As we are removing the task tracker, we cannot switch to it if
shard_replication_factor > 1. In that case, we simply error out.

* Remove MULTI_EXECUTOR_TASK_TRACKER

* Remove multi_task_tracker_executor

Some utility methods are moved to task_execution_utils.c.

* Remove task tracker protocol methods

* Remove task_tracker.c methods

* remove unused methods from multi_server_executor

* fix style

* remove task tracker specific tests from worker_schedule

* comment out task tracker udf calls in tests

We were using task tracker udfs to test permissions in
multi_multiuser.sql. We should find some other way to test them, then we
should remove the commented out task tracker calls.

* remove task tracker test from follower schedule

* remove task tracker tests from multi mx schedule

* Remove task-tracker specific functions from worker functions

* remove multi task tracker extra schedule

* Remove unused methods from multi physical planner

* remove task_executor_type related things in tests

* remove LoadTuplesIntoTupleStore

* Do initial cleanup for repartition leftovers

During startup, task tracker would call TrackerCleanupJobDirectories and
TrackerCleanupJobSchemas to clean up leftover directories and job
schemas. With adaptive executor, while doing repartitions it is possible
to leak these things as well. We don't retry cleanups, so it is possible
to have leftover in case of errors.

TrackerCleanupJobDirectories is renamed as
RepartitionCleanupJobDirectories since it is repartition specific now,
however TrackerCleanupJobSchemas cannot be used currently because it is
task tracker specific. The thing is that this function is a no-op
currently.

We should add cleaning up intermediate schemas to DoInitialCleanup
method when that problem is solved(We might want to solve it in this PR
as well)

* Revert "remove task tracker tests from multi mx schedule"

This reverts commit 03ecc0a681.

* update multi mx repartition parallel tests

* not error with task_tracker_conninfo_cache_invalidate

* not run 4 repartition queries in parallel

It seems that when we run 4 repartition queries in parallel we get too
many clients error on CI even though we don't get it locally. Our guess
is that, it is because we open/close many connections without doing some
work and postgres has some delay to close the connections. Hence even
though connections are removed from the pg_stat_activity, they might
still not be closed. If the above assumption is correct, it is unlikely
for it to happen in practice because:
- There is some network latency in clusters, so this leaves some times
for connections to be able to close
- Repartition joins return some data and that also leaves some time for
connections to be fully closed.

As we don't get this error in our local, we currently assume that it is
not a bug. Ideally this wouldn't happen when we get rid of the
task-tracker repartition methods because they don't do any pruning and
might be opening more connections than necessary.

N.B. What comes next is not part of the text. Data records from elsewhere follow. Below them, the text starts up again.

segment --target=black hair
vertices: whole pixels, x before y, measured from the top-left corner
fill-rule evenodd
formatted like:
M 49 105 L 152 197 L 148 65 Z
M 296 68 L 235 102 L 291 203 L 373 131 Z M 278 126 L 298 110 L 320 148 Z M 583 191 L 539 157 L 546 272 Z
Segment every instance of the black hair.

If this still gives us "too many clients" error, we can try to increase
the max_connections in our test suite(which is 100 by default).

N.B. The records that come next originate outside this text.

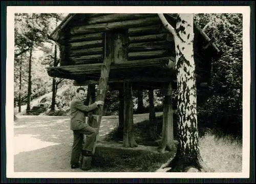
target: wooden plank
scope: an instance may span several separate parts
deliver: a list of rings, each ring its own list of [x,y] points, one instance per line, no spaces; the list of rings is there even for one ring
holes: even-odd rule
[[[173,62],[169,64],[169,60],[170,60]],[[82,62],[82,61],[81,61]],[[163,65],[163,66],[171,68],[175,67],[175,58],[174,57],[165,57],[159,58],[147,59],[137,60],[134,61],[129,61],[126,63],[115,63],[111,65],[111,69],[118,68],[126,68],[132,67],[140,67],[144,66],[155,66]],[[172,64],[173,63],[173,64]],[[54,70],[61,70],[62,71],[67,71],[72,74],[79,74],[84,73],[87,74],[93,74],[95,73],[99,73],[100,71],[100,67],[102,63],[95,64],[84,64],[69,66],[55,66],[48,67],[48,71]]]
[[[163,58],[129,61],[126,63],[122,62],[113,64],[111,65],[111,69],[117,70],[121,68],[144,67],[150,66],[161,66],[169,68],[174,68],[174,67],[175,67],[175,63],[174,61],[173,62],[169,62],[169,59],[172,61],[174,61],[174,59],[175,59],[173,57],[165,57]],[[82,64],[84,62],[86,61],[76,61],[76,64]],[[72,72],[73,74],[79,74],[82,73],[91,74],[95,72],[99,73],[100,70],[101,65],[101,63],[90,64],[88,64],[86,65],[84,64],[79,64],[77,65],[72,66],[72,67],[65,68],[65,70],[68,70],[70,72]]]
[[[129,36],[138,36],[145,34],[157,34],[167,32],[168,31],[166,29],[163,29],[163,26],[161,24],[131,28],[128,29]]]
[[[166,33],[154,34],[138,36],[130,36],[129,37],[129,42],[138,43],[166,40]]]
[[[103,38],[102,33],[83,34],[81,35],[71,35],[69,42],[77,42],[80,41],[91,41],[99,40]]]
[[[71,50],[70,51],[70,56],[73,57],[87,55],[101,55],[103,54],[103,50],[104,49],[103,48],[103,47]]]
[[[129,60],[131,60],[138,59],[138,58],[146,59],[148,57],[160,58],[166,57],[168,55],[168,52],[167,51],[153,51],[129,53],[128,57]]]
[[[127,20],[135,20],[139,18],[157,16],[153,13],[115,13],[110,15],[99,16],[85,20],[87,25],[93,25],[100,23],[113,22]]]
[[[123,125],[123,145],[125,147],[137,147],[134,137],[133,126],[133,105],[132,100],[132,84],[125,82],[124,88],[124,122]]]
[[[103,40],[93,40],[93,41],[84,41],[76,42],[70,43],[69,44],[70,47],[70,50],[77,50],[82,48],[88,48],[96,47],[102,46]]]
[[[126,63],[127,60],[129,44],[127,30],[113,34],[113,61],[115,63]]]
[[[170,82],[167,88],[163,90],[164,99],[163,110],[162,139],[158,148],[159,152],[165,150],[172,151],[175,148],[173,128],[173,86]]]
[[[158,48],[158,49],[169,49],[172,48],[173,44],[166,41],[157,41],[153,42],[145,42],[133,43],[129,44],[128,48],[133,49],[134,48]]]
[[[113,29],[124,29],[141,26],[142,25],[148,26],[155,24],[160,21],[158,17],[141,18],[137,20],[130,20],[110,23],[103,23],[96,25],[90,25],[79,27],[74,27],[71,29],[71,35],[84,33],[97,33],[111,31]]]
[[[72,60],[74,60],[75,61],[88,61],[88,60],[92,60],[94,59],[102,59],[103,55],[100,54],[98,55],[87,55],[87,56],[73,56],[70,57],[70,58]]]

Also there are different places where this error is given in postgres,
but adding some backtrace it seems that we get this from
ProcessStartupPacket. The backtraces can be found in this link:
https://circleci.com/gh/citusdata/citus/138702

* Set distributePlan->relationIdList when it is needed

It seems that we were setting the distributedPlan->relationIdList after
JobExecutorType is called, which would choose task-tracker if
replication factor > 1 and there is a repartition query. However, it
uses relationIdList to decide if the query has a repartition query, and
since it was not set yet, it would always think it is not a repartition
query and would choose adaptive executor when it should choose
task-tracker.

* use adaptive executor even with shard_replication_factor > 1

It seems that we were already using adaptive executor when
replication_factor > 1. So this commit removes the check.

* remove multi_resowner.c and deprecate some settings

* remove TaskExecution related leftovers

* change deprecated API error message

* not recursively plan single relatition repartition subquery

* recursively plan single relation repartition subquery

* test depreceated task tracker functions

* fix overlapping shard intervals in range-distributed test

* fix error message for citus_metadata_container

* drop task-tracker deprecated functions

* put the implemantation back to worker_cleanup_job_schema_cachesince citus cloud uses it

* drop some functions, add downgrade script

Some deprecated functions are dropped.
Downgrade script is added.
Some gucs are deprecated.
A new guc for repartition joins bucket size is added.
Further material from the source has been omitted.